Construction of Type-II Zn–SnO2/BiOBr heterojunctions with Dual-oxygen vacancies for enhanced photocatalytic degradation

Zn–SnO 2 /BiOBr, a novel heterojunction material for photocatalytic dye degradation, was synthesized successfully using the one-step hydrothermal method. The formation of the heterojunction enhanced the vacancy coupling effect. The photocatalytic experiment results showed that the degradation rate of Rhodamine B (RhB) due to 0.3Zn–SnO 2 /BiOBr (the heterojunction formed when the molar ratio of Zn–SnO 2 to BiOBr was 0.3) within 15 min was 9.27 and 476.9 times that of BiOBr and Zn–SnO 2 , respectively. Additionally, the degradation rate of basic fuchsin (BF) due to 0.3Zn–SnO 2 /BiOBr was 4.2 and 21.9 times that of BiOBr and Zn–SnO 2 , respectively.
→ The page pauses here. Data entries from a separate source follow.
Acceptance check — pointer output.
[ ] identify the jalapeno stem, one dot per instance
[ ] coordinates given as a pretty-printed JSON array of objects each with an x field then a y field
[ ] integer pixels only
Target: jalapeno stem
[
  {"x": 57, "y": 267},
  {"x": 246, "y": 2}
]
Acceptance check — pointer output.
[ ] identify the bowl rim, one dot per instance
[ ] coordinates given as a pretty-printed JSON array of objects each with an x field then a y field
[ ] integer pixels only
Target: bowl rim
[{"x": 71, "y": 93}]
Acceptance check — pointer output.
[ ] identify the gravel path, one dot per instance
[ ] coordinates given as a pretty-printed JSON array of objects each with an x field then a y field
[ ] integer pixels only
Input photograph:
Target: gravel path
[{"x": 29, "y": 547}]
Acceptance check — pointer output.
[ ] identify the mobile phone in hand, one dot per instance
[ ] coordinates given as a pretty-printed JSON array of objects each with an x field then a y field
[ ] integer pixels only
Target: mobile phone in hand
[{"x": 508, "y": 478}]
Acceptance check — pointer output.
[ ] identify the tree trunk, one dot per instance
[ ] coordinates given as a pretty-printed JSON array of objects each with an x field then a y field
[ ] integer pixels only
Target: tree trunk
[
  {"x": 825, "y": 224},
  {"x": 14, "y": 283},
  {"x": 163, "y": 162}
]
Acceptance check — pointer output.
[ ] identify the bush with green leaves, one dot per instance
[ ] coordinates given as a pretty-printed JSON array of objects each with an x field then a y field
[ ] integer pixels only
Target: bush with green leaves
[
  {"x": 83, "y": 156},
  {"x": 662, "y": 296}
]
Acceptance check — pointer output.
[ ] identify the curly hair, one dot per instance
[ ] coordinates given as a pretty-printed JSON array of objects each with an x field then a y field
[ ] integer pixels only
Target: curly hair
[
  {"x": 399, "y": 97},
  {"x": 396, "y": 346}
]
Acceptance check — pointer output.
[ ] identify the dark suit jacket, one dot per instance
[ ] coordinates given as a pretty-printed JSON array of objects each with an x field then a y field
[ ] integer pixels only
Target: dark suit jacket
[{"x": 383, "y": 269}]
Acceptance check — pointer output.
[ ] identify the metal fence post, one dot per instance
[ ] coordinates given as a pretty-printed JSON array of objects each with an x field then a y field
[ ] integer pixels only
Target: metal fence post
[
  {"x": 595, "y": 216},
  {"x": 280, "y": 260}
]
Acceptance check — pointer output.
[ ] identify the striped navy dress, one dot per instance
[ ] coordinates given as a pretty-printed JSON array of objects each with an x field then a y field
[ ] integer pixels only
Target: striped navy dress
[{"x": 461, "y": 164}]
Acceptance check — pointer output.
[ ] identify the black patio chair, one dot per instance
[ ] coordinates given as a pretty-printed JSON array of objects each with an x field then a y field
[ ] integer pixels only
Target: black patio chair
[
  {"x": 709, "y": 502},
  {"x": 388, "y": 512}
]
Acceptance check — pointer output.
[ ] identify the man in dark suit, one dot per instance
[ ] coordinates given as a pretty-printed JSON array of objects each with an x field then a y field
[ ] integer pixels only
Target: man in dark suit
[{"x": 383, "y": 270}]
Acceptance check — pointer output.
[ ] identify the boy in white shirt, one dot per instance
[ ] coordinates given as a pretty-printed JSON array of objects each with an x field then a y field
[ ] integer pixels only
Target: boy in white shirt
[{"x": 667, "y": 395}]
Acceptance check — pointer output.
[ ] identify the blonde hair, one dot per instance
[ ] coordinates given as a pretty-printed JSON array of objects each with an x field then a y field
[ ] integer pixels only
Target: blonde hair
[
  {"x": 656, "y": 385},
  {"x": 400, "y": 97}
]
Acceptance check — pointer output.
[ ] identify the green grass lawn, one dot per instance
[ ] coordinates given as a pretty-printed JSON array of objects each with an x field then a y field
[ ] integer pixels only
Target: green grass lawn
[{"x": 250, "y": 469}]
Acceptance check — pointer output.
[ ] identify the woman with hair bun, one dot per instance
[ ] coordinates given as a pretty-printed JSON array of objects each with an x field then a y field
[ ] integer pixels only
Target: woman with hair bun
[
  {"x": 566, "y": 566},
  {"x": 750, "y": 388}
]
The significantly improved photocatalytic performance was because many oxygen vacancies in Zn–SnO 2 /BiOBr collaborated with the type-II heterojunction to promote a narrow bandgap value efficiently, increasing the photogenerated electrons (e – ) and hole (h + ), an increased charge separation efficiency under visible light, and favored the photocatalytic degradation of dyes.